Mein Fallbeispiel, ein 33 Jahre alter Mann, war der Bruder einer meiner Patientinnen. Sein Problem war sofort sichtbar. Beide oberen Eckzähne waren verlagert und palatinal im Kreuzbiss durchgebrochen.
„Wegen meiner Zahnstellung entsteht der Eindruck, dass ich im Oberkiefer unversorgte Lücken habe. Ich lache deshalb nicht mehr. Außerdem vermute ich, dass die fehlstehenden Eckzähne beim Kauen stören, was mir Verspannungen im Hals-Nackenbereich verursacht. Ich hätte diese Zähne deshalb gerne entfernen lassen und für die  Lücken einen Zahnersatz. Mein Zahnarzt meint aber, dass für eine prothetische Versorgung die Platzverhältnisse nicht ausreichend sind!“, erklärte er sein Anliegen. „Ich bin bereit, eine festsitzende Zahnspange zu tragen, wenn das dazu beiträgt, dieses Problem zu lösen.“
Anhand der kieferorthopädischen Analyse, zu der ich geraten hatte, zeigten sich von der Fehlstellung der oberen Eckzähne abgesehen weitere gravierende  Probleme, die dem Patienten selbst  bislang  gar nicht bewusst waren. Offensichtlich waren die vier ersten Molaren frühzeitig entfernt worden, und es war zu einem spontanen Lückenschluss gekommen.  Dabei konnten im Oberkiefer die zweiten und dritten Molaren annähernd körperlich nach mesial aufwandern, der  Raum für die unteren Sechser war teils von den Zähnen mesial und teils von distal durch den Siebener geschlossen, wobei dieser auch stark gekippt war. Weil die Weisheitszähne im Unterkiefer fehlten, hatte der letzte obere Molar keinen Antagonisten.

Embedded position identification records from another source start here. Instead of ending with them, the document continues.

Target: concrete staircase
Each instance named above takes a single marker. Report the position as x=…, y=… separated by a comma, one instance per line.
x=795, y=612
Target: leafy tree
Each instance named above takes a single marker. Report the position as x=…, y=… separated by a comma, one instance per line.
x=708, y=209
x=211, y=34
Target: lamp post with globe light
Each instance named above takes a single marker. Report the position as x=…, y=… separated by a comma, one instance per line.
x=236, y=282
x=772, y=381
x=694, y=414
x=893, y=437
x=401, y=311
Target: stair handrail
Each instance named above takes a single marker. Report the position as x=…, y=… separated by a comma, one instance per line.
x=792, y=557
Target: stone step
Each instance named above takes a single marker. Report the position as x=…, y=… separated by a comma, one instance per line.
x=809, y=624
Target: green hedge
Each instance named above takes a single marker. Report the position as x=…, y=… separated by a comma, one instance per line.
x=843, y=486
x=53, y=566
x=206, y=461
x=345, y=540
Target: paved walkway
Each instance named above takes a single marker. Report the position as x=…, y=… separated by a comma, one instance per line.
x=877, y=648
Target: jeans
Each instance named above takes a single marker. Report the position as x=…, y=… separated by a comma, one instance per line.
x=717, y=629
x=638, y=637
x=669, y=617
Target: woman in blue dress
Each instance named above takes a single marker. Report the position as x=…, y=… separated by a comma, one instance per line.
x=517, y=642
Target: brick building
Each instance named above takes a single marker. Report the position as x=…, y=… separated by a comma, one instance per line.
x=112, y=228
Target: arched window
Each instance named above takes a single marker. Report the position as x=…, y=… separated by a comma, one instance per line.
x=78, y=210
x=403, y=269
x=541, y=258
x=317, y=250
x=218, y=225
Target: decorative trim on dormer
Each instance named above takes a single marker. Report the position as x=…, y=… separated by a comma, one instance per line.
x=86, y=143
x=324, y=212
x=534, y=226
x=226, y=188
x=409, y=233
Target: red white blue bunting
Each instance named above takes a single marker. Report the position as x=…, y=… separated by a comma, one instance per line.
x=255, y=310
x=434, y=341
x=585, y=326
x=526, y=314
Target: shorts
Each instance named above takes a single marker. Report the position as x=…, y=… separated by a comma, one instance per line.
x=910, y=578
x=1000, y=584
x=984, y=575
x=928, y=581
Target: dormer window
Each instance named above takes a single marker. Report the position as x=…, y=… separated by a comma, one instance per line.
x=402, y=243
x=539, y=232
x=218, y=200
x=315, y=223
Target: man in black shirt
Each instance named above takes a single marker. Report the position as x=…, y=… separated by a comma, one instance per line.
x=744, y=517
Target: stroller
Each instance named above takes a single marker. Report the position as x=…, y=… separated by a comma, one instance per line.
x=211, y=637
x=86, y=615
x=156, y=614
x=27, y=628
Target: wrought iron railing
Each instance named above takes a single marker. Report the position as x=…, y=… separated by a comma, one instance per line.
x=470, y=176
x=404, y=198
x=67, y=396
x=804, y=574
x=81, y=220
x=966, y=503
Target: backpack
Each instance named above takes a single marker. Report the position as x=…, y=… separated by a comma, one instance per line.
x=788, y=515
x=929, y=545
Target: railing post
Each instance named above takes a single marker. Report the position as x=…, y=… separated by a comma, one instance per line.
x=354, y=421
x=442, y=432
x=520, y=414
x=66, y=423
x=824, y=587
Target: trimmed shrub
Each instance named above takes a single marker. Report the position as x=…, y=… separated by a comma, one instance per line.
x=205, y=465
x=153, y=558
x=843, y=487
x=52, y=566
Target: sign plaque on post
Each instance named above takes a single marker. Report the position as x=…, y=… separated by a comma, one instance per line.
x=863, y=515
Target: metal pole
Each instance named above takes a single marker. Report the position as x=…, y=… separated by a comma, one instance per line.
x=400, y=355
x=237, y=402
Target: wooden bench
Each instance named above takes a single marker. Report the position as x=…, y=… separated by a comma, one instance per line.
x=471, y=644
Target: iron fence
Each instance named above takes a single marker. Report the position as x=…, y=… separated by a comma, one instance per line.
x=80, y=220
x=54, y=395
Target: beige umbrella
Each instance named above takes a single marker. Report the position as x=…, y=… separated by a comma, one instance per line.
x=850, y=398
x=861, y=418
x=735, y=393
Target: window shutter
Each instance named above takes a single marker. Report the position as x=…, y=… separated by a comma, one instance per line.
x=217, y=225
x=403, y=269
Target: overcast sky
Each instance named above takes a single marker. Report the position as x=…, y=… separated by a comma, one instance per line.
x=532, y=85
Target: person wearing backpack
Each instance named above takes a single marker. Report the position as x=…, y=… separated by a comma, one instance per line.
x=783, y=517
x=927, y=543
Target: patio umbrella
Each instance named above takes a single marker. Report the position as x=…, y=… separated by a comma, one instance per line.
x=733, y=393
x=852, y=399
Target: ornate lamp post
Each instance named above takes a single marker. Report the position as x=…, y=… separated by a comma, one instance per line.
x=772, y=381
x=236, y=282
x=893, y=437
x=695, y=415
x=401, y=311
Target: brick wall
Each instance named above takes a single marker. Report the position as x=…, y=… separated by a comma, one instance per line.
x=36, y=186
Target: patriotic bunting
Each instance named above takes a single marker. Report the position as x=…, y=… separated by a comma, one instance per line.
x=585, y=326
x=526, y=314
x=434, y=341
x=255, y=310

In meinem Behandlungsplan war eine kieferorthopädische Behandlung mit Einreihung der verlagerten Eckzähne die erste Wahl. Gleichzeitig wollte ich im Unterkiefer die Sechserlücke durch Mesialisation der anterioren Zähne und Distalisation und Aufrichtung der Siebener wieder öffnen. Diese Maßnahmen korrigieren mit einfachen Mechaniken in einer angemessenen Zeitspanne die „Zahn-zu-Zahn-Beziehung“ der Eckzähne und die oberen Weisheitszähne erhalten mit den nach distal aufgerichteten Siebenern Antagonistenkontakte.
Für die Lücken im Unterkiefer wäre anschließend eine prothetische Versorgung erforderlich. Als Alternative war auch ein aufwändiges, ausschließlich orthodontisches Mesialisieren aller  unteren Zähnen mit skelettaler Verankerung, und die Entfernung der oberen Achter zur Diskussion.
Mein Patient entschied sich für den empfohlenen ersten Behandlungsvorschlag, nachdem ihn auch die anderen beteiligten Ärzten zu ihren Teilbereichen ausführlich beraten hatten, und er über Art und Reihenfolge der Maßnahmen über die Gesamtbehandlungszeit sowie über die Gesamtkosten Klarheit hatte. Ein zufriedener Patient nahm sich leider nicht mehr die Zeit für Abschlussfotos nach Eingliederung der Kronen.